In scalar context, just the numerical value is returned.

   $happpiness_value = $fitobject -> happiness;
color

This method returns a color representation of the happiness as a hexadecimal triplet.

   print $fit->color;
    ==prints==>
     #E2E995

This is intended as a visual representation of the happiness and could be used to color a GUI element as an ambient cue as to the quality of the fit. It takes four parameters. Three are colors representing the best fit, the worst fit, and an average fit. The last parameter is the happiness value that represents the worst fit. For instance:

   good fit           #C5E49A   a greenish color
   average fit        #FFEE90   a yellowish color
   bad fit            #FD7E6F   a reddish color
   minimum happiness  60

For happiness values between 60 and 80, the color is the linear interpolation between the bad and average colors. For happiness values between 80 and 100, the color is the linear interpolation between the average and good colors.

CONFIGURATION AND ENVIRONMENT

See Demeter::Config for a description of the configuration system.

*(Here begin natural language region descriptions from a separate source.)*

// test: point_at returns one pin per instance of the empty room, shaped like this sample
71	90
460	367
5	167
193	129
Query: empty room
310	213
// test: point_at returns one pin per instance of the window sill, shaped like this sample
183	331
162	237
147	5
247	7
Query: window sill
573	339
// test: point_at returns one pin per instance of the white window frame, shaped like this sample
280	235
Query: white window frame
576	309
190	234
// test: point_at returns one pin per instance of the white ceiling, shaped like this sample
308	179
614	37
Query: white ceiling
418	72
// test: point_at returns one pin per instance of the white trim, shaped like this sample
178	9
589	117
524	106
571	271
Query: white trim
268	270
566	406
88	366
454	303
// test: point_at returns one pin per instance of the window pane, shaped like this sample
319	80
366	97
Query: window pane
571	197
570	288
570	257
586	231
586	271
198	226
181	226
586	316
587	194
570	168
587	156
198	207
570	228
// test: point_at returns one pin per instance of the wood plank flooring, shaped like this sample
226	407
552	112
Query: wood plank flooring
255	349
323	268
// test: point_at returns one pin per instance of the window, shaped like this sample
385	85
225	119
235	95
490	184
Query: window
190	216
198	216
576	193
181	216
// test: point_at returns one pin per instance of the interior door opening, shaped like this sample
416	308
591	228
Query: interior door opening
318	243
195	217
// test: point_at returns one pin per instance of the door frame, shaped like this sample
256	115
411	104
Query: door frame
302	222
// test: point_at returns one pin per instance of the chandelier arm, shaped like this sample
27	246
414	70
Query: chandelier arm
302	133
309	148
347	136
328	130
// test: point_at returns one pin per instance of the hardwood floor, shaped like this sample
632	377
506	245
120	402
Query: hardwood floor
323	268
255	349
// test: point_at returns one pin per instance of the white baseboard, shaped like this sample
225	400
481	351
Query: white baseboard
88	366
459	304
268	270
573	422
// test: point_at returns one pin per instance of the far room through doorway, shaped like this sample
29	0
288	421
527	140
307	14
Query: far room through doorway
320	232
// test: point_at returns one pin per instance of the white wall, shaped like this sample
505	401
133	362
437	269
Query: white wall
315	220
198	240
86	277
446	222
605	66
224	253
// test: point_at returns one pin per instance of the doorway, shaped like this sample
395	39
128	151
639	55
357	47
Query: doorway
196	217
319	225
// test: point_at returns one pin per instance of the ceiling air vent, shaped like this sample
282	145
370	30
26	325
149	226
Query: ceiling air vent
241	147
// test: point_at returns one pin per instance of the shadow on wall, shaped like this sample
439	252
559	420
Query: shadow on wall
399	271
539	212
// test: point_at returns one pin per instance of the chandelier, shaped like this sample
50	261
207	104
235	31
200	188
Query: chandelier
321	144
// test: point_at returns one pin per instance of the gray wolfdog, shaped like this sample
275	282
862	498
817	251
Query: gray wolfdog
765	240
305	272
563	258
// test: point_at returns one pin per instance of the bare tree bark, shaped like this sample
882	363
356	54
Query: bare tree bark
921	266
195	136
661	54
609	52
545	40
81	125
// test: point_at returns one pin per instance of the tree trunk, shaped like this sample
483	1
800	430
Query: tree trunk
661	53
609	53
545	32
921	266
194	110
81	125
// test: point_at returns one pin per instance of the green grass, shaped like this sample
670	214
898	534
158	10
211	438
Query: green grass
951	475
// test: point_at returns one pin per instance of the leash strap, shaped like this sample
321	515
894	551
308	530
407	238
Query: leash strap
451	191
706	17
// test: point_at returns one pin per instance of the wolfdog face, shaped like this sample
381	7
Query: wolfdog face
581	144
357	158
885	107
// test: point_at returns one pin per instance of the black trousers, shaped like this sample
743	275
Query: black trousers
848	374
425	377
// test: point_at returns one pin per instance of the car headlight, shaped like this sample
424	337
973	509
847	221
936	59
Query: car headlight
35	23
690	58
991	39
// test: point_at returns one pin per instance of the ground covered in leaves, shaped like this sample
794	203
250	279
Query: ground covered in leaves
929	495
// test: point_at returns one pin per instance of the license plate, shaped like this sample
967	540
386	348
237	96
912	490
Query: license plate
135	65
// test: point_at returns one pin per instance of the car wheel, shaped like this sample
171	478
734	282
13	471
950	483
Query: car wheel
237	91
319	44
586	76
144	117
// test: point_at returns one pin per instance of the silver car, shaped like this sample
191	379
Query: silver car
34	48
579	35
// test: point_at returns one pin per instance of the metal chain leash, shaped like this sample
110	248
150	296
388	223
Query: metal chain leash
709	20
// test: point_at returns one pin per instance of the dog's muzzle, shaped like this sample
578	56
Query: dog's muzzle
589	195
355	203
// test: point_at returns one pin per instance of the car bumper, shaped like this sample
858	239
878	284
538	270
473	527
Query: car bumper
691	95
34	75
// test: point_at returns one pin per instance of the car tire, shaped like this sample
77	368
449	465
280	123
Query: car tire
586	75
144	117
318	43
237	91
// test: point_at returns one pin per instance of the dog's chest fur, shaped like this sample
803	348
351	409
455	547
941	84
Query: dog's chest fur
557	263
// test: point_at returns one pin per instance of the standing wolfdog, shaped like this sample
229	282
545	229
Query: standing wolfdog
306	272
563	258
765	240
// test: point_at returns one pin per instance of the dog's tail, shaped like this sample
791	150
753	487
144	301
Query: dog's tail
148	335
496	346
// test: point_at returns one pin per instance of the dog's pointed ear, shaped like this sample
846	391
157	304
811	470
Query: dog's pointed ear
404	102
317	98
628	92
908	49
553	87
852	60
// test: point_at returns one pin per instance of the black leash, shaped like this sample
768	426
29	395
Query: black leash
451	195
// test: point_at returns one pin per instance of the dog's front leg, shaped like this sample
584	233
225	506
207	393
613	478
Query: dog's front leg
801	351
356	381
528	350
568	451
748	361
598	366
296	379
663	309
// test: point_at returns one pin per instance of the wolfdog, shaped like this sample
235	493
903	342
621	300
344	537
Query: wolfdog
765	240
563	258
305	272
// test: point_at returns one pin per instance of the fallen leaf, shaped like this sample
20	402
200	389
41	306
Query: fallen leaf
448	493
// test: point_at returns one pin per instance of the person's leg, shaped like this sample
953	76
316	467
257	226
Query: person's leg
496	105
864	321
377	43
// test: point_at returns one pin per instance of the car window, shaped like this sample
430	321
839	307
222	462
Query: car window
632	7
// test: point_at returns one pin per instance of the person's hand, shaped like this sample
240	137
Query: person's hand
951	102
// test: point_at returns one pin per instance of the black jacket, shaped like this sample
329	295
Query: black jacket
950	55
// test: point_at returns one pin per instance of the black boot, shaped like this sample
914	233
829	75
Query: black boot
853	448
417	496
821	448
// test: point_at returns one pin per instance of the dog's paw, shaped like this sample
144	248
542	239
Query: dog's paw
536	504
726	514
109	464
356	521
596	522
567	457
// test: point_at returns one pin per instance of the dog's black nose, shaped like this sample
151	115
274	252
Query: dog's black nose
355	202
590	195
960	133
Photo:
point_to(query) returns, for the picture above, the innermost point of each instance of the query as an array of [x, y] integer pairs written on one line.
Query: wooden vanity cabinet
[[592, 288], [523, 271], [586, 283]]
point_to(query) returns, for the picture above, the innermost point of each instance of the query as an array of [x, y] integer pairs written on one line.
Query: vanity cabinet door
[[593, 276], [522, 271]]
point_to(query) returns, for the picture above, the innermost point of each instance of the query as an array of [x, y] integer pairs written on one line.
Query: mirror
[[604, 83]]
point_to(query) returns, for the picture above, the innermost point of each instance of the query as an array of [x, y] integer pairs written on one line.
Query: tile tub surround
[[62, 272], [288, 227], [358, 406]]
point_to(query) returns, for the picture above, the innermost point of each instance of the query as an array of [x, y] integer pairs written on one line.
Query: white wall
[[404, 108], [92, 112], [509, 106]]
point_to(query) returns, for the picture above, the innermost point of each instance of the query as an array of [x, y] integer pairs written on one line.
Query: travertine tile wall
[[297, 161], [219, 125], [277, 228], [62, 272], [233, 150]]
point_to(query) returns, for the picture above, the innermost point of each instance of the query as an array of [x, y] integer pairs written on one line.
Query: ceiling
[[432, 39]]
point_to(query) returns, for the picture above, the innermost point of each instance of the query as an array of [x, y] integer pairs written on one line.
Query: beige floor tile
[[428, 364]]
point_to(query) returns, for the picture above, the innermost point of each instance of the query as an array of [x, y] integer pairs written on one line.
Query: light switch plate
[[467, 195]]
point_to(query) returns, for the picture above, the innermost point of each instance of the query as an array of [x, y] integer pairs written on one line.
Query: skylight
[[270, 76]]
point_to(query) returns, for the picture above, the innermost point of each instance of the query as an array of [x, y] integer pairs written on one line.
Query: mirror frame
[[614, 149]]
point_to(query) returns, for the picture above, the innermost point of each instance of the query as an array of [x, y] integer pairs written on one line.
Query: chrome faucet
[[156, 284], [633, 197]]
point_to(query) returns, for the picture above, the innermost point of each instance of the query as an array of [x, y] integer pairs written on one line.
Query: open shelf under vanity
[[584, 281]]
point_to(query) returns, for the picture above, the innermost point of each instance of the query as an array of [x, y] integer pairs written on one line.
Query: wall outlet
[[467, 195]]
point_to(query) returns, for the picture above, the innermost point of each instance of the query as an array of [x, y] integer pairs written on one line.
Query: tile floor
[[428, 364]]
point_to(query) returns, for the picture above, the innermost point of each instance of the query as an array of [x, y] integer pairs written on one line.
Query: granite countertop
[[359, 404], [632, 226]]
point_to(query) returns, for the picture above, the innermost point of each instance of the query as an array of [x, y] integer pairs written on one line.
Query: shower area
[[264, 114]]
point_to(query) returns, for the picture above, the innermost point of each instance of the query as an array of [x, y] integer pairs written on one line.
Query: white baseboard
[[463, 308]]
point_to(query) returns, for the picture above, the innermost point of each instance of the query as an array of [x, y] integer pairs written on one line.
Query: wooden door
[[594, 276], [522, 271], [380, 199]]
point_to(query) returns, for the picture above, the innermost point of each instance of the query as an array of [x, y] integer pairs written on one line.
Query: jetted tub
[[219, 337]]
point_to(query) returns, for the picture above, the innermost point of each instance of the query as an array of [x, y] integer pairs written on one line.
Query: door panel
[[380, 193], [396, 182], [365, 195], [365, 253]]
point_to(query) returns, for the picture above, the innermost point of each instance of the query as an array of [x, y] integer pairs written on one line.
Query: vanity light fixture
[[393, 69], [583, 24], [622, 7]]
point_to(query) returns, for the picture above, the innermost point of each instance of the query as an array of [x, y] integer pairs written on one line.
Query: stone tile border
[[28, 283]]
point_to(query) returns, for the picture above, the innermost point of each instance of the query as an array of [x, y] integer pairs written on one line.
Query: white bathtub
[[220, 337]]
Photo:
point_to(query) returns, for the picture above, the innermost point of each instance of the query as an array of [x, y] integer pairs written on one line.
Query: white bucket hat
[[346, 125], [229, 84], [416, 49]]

The following parameters are configurable so that the happiness algorithm can be tuned. See the happiness group of configuration parameters.

R-factor

The boundary values and the scaling factor. Defaults: 0.02, 0.06, 1000. The scaling factor is reduced to 1/10 its value for a fit in k-space.

parameter values

The per-failure penalty. Default: 2. Each penalty is configurable using the parameters in the warnings group.

restraints

The scaling factor. Default: 10.

nidp

The cutoff and the scaling factor. Defaults: 2/3 and 40.

correlations

The cutoff and the penalty for each high correlation. Defaults: 0.95 and 3.

DEPENDENCIES

Demeter's dependencies are in the Build.PL file.

BUGS AND LIMITATIONS

Aside from the obvious limitation that happiness is a non-statistical, ad hoc, non-reportable, and possibly ridiculous parameter, work needs to be done to tune the various happiness and warnings parameters.

Other possible penalties:

Please report problems to the Ifeffit Mailing List (http://cars9.uchicago.edu/mailman/listinfo/ifeffit/)

Patches are welcome.

AUTHOR

Bruce Ravel, http://bruceravel.github.io/home

http://bruceravel.github.io/demeter/

LICENCE AND COPYRIGHT

Copyright (c) 2006-2018 Bruce Ravel (http://bruceravel.github.io/home). All rights reserved.

This module is free software; you can redistribute it and/or modify it under the same terms as Perl itself. See perlgpl.

This program is distributed in the hope that it will be useful, but WITHOUT ANY WARRANTY; without even the implied warranty of MERCHANTABILITY or FITNESS FOR A PARTICULAR PURPOSE.